Cerca de cem imigrantes juntaram-se hoje em Lisboa para denunciar que estão a ser "tratados como lixo" e alertar para a injustiça da atribuição de autorizações de residência no sistema de senhas online.
"Estamos cansados desta situação, o maior motivo da manifestação é o desespero, obrigam-nos a estar 24 horas no sistema à procura de uma vaga, e nós somos trabalhadores, não somos bandidos, pagamos impostos, e o Governo tem de ver isso", disse à Lusa a organizadora da manifestação, Juliete Cristina.
Para esta brasileira que está em Portugal desde 2019 sem conseguir uma autorização de residência, o sistema de atribuição de senhas através de uma plataforma informática do Serviço de Estrangeiros e Fronteiras (SEF) fomenta as ilegalidades e a extorsão.

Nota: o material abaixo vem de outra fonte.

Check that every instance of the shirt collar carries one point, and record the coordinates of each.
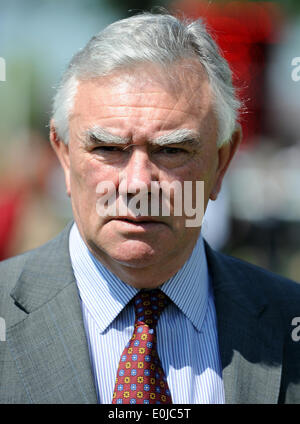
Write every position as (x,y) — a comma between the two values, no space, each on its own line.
(105,295)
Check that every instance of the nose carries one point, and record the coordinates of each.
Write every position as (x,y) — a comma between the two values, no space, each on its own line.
(138,172)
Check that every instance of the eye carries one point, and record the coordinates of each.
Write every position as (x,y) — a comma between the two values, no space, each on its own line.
(172,150)
(108,149)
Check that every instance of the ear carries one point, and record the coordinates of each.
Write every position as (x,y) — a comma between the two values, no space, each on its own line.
(225,155)
(62,151)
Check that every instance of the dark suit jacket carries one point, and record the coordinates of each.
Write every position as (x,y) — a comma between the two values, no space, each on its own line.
(45,357)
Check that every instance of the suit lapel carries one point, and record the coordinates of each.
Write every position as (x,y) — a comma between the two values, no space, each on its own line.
(49,345)
(250,341)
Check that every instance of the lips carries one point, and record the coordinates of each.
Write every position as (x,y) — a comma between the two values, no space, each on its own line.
(140,221)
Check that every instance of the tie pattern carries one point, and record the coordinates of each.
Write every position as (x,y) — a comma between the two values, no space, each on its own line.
(140,377)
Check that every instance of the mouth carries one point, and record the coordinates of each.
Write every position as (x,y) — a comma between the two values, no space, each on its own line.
(145,222)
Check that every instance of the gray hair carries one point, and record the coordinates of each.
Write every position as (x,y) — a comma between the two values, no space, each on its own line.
(156,38)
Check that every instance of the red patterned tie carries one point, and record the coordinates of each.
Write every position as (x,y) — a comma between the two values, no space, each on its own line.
(140,377)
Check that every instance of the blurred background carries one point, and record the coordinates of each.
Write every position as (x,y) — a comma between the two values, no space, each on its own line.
(256,217)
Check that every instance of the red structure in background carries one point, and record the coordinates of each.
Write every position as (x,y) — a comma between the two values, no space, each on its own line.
(244,31)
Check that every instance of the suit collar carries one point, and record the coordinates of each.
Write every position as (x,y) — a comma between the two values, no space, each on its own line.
(250,339)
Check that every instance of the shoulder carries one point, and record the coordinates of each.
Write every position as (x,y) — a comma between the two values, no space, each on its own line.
(252,283)
(31,262)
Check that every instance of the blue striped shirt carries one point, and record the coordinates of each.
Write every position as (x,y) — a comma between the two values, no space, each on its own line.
(187,341)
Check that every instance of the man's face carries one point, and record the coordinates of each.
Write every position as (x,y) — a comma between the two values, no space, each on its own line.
(139,107)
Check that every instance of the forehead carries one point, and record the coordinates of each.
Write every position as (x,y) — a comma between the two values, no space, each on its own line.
(145,99)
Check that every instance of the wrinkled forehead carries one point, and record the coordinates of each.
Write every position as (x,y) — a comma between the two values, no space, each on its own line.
(185,83)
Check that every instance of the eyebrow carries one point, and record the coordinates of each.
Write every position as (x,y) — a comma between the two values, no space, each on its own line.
(100,135)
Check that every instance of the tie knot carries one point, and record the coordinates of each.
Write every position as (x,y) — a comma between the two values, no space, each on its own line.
(149,305)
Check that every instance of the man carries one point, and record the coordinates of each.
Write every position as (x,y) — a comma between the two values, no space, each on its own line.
(148,102)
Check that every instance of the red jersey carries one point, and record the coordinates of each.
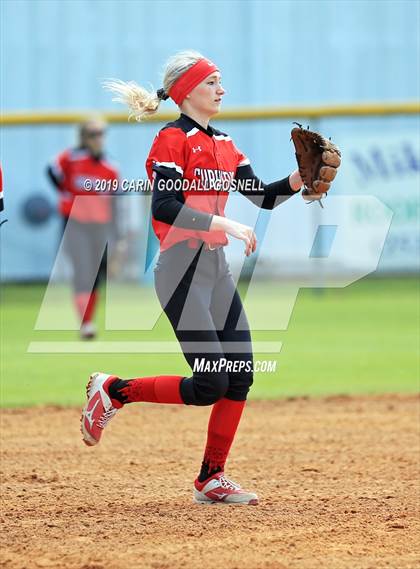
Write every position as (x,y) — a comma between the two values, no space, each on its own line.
(1,190)
(207,160)
(71,170)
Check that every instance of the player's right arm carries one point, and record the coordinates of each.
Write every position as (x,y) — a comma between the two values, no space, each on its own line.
(166,160)
(57,170)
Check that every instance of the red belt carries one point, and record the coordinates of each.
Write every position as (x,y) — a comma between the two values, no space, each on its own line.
(196,243)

"Há pessoas que conseguem por sorte, outras é pagando, uma advogada tentou cobrar-me 300 euros [por uma vaga para atendimento pelo SEF], e uma pessoa num momento de desespero, depois de estar cá três ou quatro anos, acaba por pagar, mas eu não pago, porque isso é injusto", disse a imigrante em declarações à Lusa no Terreiro do Paço, em Lisboa.
Os imigrantes hoje concentrados em Lisboa defendem que a atribuição de autorização de residência seja feita por ordem cronológica e que o processo seja automatizado a partir do momento em que o SEF dá 'luz verde' à receção dos documentos, que são entregues de forma digital, defendendo que "não há razão para ficar nesta agonia" depois da aprovação dos documentos.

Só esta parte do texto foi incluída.